05/01/2004

Britain could be in Iraq for years, says Straw

Britain's military commitment in Iraq is no longer being measured in months, according to the Foreign Secretary.

In London this morning, Foreign Secretary Jack Straw said that coalition troops would be required to maintain stability up to and following the July 1 deadline for the official handover of power to the Iraqi governing council. Mr Straw could not confirm when a full withdrawal might occur – saying that it could be as far away as 2007.

Mr Straw pointed out that Iraq's new democratic structures would flounder if coalition troops left thus creating a stability vacuum. There are currently around 10,000 British troops stationed in Iraq.

During his surprise visit to British troops in Basra yesterday, albeit a surprise which the world's press pack were in on, Prime Minister Tony Blair heaped praise on the British soldier as the new pioneer of soldiering in the 21st century – a century where the "chaos of terrorism" will take centre-stage, rather than the monolithic threats from nations which Britain had to face in the past.

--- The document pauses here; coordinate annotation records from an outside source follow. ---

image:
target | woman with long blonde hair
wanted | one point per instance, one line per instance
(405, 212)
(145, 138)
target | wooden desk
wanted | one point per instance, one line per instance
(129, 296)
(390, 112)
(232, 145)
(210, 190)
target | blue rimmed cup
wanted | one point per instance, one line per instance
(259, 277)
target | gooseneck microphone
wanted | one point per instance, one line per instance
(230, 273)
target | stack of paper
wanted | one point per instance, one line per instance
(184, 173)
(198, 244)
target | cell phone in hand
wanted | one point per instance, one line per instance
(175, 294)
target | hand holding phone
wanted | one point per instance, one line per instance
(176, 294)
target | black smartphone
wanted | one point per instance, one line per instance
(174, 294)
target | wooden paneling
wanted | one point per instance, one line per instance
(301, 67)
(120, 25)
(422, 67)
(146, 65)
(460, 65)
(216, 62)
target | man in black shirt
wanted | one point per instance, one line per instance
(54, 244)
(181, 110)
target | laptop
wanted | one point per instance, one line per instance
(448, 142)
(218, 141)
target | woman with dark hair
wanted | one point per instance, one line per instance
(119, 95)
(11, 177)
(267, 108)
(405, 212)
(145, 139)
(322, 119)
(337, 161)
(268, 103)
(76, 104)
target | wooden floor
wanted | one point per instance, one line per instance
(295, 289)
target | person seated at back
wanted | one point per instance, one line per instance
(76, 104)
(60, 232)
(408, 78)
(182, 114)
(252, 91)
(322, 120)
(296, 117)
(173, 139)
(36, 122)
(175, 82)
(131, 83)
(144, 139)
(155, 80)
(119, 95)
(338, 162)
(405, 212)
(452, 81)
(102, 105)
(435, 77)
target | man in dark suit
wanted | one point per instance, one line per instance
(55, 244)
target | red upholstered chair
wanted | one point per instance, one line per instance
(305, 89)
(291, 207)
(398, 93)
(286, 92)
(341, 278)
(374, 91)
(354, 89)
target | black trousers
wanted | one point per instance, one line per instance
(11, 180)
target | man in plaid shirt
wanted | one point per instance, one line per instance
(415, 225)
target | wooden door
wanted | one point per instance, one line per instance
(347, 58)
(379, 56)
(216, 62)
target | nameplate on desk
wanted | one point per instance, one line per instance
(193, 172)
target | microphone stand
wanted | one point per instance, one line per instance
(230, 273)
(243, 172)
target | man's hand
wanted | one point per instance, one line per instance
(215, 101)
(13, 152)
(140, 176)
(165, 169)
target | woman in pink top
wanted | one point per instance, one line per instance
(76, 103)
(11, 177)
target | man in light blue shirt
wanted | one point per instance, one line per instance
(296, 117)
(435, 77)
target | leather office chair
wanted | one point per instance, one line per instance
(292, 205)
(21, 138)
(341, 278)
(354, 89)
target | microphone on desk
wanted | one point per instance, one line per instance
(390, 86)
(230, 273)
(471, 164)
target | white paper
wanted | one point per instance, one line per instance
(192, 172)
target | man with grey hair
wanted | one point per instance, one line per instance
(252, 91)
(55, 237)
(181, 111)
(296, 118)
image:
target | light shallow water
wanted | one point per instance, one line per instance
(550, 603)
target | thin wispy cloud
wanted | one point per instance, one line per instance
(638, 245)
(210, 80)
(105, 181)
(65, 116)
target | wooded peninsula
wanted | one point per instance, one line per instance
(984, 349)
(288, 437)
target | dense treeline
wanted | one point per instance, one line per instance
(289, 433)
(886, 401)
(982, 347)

Whilst his immediate audience was a small gathering of British soldiers, the wider message for the world at large was clear – that Britain had gone to war over alleged weapons of mass destruction in Iraq, and it would do so again. Mr Blair warned that Iraq was the "test case" for other "brutal" regimes around the world.

Mr Blair also acknowledged that while there were a "few different opinions about the wisdom of conflict", there was absolutely nobody in the UK who has anything other than "enormous pride in the British Armed Forces".

He added: "And by nature and by instinct and by the intelligent use of the experience that you have had, Iraq today is taking shape under your help and with your guidance in a way that would have been unthinkable a year ago.

"So of course I want to say to you, thank you for the work that you are doing, but I think that when you come to a far away country such as this and you spend many months, it is as well to know not merely that you are fighting because that is what you have been ordered to do, but that the work that you have been doing has been in a noble and a good cause, and it has."